流石に運び辛いと考えたのだろう、あれを使って2人で運ぶつもりなのだろう。
「傷はもう大丈夫なのかい?」
「やっぱ俺も一緒に戦っときゃ良かったんだって」
二人に近すぎながら、腕を見せる、とりあえず安全な場所に移動しなくてはならない。
「防御役は必要だよ、とりあえず移動しよう、カーズと俺で獲物を運ぶ、ユチェが先導して、アイザックは後ろを警戒してくれ」
二人で棒を担ぐ、この数になると二人で持っていても重い、カーズはよく一人で持って行こうとしたものだ。
「へへへ、大漁だな!行商人が来るのが待ち遠しいぜ」
「元気だなカーズ、俺はもう疲れたよ」
「なんでだよ、凄え冒険者っぽかっただろ?やっぱりこれだよこれ」
まぁ、充実感が無いと言えば嘘になる、戦いの高揚感、勝利感、獲物を仕留めた満足感。
色々と入り混じった嬉しさはある、もちろんその分の恐怖や疲労感も感じてはいるが。
たしかに今日の自分達は冒険者だったのかもしれない。
その後は特に問題もなく遺跡まで帰ってくる事が出来た、遺跡のキャンプは少し用意しておいたものの、今日は使いそうにない。
カーズと二人で休憩している間に、アイザックとユチェがパパッと片付けを済ませてくれた。
再び川に向かって歩き出す、まずは森を抜けなくては。
「ここまでくればもう安心だね、ヒロ、カーズ代わろうか?」
「俺はまだまだ平気だぞ!」
「お前ほんと元気だな、でも、こっちもまだ大丈夫だ、川までこのまま行けるよ」
「情けないなぁヒロは、そんなんじゃ冒険者になれないよ」
既に森は抜けた、ここまで来ればもう危険は無いだろう、森沿いを川へ向かう。
緊張の糸が解ける、一気に疲労感が出てくる、ああ、帰って来たのか。
短いし、大した事だってやっては居ないが、無事に冒険から返ってこられたんだな。
なるほど、これは悪くない、達成感と言うやつだろうか。
川に向かう途中の森沿いで、何人かの村人が油や野草の採取をしている。
返り血で濡れた服や、木に括られている獲物をみて、何事かと近づいてくる人達。
アイザックやユチェが説明をしているようだ、こちらは話をする余裕があまりないが、カーズは獲物を運びながら、子供相手に鼻を高くしている。
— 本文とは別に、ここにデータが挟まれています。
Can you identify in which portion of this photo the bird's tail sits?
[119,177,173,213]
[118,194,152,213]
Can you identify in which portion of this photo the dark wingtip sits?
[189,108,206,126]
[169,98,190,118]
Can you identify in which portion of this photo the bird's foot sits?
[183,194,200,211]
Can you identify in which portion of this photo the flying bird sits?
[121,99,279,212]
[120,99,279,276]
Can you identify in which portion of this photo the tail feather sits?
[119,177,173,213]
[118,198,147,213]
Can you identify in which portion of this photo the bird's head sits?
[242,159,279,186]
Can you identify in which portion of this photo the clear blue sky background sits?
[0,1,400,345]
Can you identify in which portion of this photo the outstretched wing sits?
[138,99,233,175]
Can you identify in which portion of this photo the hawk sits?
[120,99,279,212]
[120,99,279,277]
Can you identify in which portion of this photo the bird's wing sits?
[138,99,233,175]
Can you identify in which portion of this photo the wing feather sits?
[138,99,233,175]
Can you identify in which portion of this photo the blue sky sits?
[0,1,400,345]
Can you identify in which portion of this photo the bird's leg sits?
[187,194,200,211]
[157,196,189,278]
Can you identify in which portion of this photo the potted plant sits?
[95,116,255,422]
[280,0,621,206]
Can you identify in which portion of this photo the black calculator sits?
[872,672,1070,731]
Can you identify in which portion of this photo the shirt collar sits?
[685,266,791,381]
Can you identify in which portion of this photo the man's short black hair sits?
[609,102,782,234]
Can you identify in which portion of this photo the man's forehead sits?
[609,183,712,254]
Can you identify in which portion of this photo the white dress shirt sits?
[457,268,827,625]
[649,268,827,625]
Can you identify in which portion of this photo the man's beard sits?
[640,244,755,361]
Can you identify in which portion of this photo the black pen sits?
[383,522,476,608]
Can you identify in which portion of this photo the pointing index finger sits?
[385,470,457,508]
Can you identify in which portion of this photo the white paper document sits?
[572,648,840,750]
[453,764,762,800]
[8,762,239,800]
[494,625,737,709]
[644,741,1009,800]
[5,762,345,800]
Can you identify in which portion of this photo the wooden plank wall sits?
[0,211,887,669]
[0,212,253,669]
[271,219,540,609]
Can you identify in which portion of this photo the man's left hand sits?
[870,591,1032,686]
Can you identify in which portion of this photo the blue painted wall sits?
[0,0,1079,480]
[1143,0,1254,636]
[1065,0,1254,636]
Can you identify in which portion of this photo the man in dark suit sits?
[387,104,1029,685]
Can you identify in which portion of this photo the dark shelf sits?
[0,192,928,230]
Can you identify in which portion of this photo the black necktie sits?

アイザックの姉妹も居たのか、アイザックが姉に少し怒られたりもしていた。
おいカーズ、俺が倒した森狼じゃない、子供相手に嘘をつくんじゃない。
言ってやりたかったが、そこまでの元気は無かった。
子供達が親に頼んで、川まで着いてくる事になった。
猪や森狼の解体が見たい、冒険譚を聴きたいみたいな理由だ。
アイザックとユチェが、子供に話をしながら歩いて行く。
その様子を見ながら、やっぱり冒険者も悪くないなんて思ってしまうのだった。